I have a heart for veterans, but I can’t say that I’ve always understood them. Today, I may have come closer to understanding them.

My stepdad (a veteran) had finished a tin of Earl Grey Tea. I saw the tin and noticed it had a scene from Alice in Wonderland on it. I mentioned to him that it was cute, and he gave me the tin:

Alice in Wonderland has been a significant story for me. Just like Alice, I chased a White Rabbit (philosophy), and also like her, following that path, for me, led me into a story of madness, political weirdness, near death, and confusion. Also like Alice, I find myself no longer down the rabbit hole. Yet, the experience changed me forever.

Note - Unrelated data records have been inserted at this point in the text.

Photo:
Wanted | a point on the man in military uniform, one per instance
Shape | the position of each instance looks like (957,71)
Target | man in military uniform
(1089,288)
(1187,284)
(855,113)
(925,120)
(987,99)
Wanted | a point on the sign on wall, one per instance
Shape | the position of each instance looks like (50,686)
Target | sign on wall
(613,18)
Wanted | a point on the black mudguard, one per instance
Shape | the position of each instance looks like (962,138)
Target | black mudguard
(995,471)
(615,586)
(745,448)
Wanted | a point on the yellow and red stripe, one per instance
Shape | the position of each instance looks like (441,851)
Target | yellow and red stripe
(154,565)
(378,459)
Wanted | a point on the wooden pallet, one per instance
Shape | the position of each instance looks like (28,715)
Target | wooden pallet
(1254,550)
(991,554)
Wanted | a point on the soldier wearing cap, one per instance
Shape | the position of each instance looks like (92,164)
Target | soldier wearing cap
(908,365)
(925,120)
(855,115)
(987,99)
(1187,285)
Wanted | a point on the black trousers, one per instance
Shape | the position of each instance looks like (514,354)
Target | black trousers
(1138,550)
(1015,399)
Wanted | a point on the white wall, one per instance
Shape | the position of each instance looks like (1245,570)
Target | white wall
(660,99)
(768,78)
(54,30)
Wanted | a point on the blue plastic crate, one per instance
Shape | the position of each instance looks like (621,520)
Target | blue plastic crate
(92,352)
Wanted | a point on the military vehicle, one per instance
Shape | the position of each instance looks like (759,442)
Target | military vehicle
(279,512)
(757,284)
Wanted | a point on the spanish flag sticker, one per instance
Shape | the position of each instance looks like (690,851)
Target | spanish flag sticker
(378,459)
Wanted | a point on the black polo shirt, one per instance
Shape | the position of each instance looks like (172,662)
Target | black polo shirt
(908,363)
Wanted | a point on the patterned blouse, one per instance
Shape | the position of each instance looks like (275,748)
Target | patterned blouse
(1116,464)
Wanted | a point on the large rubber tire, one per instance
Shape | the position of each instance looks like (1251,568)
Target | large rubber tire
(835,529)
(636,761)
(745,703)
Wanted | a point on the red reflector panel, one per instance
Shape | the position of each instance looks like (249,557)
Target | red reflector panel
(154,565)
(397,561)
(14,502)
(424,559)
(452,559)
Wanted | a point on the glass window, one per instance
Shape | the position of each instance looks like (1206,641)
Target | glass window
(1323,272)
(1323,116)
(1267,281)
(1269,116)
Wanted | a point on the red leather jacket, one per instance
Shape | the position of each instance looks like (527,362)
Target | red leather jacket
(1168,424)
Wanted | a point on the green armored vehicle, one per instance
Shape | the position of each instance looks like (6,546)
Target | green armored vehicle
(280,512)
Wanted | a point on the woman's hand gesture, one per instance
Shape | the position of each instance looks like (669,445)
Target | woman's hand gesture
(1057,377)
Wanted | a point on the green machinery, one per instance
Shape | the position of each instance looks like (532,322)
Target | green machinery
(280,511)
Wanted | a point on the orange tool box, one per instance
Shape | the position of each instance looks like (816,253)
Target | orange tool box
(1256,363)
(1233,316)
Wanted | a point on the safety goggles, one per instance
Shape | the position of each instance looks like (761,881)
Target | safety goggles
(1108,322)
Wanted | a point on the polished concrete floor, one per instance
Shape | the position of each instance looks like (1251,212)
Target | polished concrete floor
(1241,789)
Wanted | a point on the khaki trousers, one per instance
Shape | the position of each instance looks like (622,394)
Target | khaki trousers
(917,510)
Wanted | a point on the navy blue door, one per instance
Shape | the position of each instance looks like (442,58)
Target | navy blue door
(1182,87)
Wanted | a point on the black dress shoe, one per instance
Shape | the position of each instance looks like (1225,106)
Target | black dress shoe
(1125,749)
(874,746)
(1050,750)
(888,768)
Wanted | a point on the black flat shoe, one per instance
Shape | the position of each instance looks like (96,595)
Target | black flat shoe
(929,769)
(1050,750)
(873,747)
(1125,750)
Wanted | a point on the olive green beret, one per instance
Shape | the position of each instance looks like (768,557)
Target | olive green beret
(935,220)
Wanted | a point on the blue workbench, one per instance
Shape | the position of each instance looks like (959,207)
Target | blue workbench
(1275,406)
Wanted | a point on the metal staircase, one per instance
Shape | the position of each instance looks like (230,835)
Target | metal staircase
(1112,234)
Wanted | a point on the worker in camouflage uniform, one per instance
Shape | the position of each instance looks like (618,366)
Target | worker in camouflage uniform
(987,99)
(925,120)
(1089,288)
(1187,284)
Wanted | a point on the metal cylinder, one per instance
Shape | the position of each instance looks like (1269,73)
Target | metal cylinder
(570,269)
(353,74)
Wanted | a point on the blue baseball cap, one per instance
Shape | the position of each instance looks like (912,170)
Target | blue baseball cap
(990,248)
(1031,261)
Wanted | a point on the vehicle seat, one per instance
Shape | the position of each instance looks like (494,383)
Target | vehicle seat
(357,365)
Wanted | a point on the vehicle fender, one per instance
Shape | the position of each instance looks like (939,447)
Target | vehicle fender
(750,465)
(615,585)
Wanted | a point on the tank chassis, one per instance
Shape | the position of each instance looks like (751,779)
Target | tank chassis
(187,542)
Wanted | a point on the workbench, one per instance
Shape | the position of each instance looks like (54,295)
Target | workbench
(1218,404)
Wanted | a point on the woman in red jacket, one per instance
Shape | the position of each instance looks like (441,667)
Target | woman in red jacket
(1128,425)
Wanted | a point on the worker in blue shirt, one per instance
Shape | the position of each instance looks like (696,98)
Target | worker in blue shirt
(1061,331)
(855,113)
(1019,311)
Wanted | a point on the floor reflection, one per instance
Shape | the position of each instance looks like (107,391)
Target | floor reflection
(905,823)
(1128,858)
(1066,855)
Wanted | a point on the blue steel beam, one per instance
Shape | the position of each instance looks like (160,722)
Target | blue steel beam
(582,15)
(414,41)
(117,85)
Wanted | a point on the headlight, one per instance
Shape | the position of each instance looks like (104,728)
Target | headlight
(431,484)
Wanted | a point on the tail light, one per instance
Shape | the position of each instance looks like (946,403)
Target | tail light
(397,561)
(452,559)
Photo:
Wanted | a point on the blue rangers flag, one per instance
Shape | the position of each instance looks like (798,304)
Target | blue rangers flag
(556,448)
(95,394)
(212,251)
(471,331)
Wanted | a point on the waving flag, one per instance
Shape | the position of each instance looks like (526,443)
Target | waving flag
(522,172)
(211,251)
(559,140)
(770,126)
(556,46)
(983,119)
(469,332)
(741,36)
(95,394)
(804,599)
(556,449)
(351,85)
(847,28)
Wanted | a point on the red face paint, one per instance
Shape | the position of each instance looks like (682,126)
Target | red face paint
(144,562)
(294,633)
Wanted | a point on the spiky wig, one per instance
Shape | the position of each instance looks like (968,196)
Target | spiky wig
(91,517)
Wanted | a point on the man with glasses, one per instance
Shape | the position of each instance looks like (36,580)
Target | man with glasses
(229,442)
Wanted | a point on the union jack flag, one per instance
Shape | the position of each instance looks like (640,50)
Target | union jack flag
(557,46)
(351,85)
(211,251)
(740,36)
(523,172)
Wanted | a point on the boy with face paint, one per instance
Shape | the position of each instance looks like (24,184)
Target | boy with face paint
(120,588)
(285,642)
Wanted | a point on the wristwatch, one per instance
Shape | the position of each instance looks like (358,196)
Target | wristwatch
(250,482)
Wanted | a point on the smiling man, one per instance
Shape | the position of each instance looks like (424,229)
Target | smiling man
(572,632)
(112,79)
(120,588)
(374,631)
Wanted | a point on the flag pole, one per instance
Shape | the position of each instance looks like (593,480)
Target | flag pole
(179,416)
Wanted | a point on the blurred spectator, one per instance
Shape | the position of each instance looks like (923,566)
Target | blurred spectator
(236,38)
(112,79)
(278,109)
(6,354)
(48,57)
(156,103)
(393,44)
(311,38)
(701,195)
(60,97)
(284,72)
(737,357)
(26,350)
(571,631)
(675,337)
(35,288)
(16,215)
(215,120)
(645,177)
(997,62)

When I was more ill, the story of Alice in Wonderland brought up sick feelings. After all, I was still down the rabbit hole, growing in size (psychotically) and trying my best in a unknown world.

I also have a T Shirt of Alice in Wonderland (just because I liked the story when I was young and was fascinated with Lewis Carroll). After I noticed the tea tin didn’t bother me, I decided to put on my shirt to see how it felt. Previously, it only brought up feeling similar to PTSD.

That’s when I understood prisoners of war (POWs).

Frequently, when I go to the grocery store, I see veterans wearing things that show their service. I never understood, though, why a POW would want to wear a hat that said ‘POW’. Why remember that horrific thing?

All along my path of healing, I have taken selfies of my progress. As I change mentally, so does my physical appearance. I have tried different clothes, different hairstyles, makeup, and so on. I have changed physically. My general mental state has changed. Last year, I took a selfie every time I noticed a mental health improvement. (That was a lot of selfies!)

Today, I had my best friend, Jason Frazier (Choctaw), take a photo of me in my Alice in Wonderland shirt because it felt very different, the way I imagine a POW feels wearing a POW hat. What it meant to me was exactly this:

  1. I was there.
  2. I survived.
  3. No one should be there.
  4. I’m trying to never go back.
  5. I remember.

After reflection, I changed all my social media and website photos to this one picture. I don’t know if I’ll keep it forever that way, but it’s that way for now.

I don’t look perfect and pretty in it. It’s not a professional photo that markets me as a perfect product. I probably won’t get many men in my DMs for it (thankfully). But it shows just who I am, where I’ve been, what I’m made of, that I didn’t harden or give in, and how I feel comfortable looking and dressing now, at this moment.

Just like, I guess, a POW at the grocery store.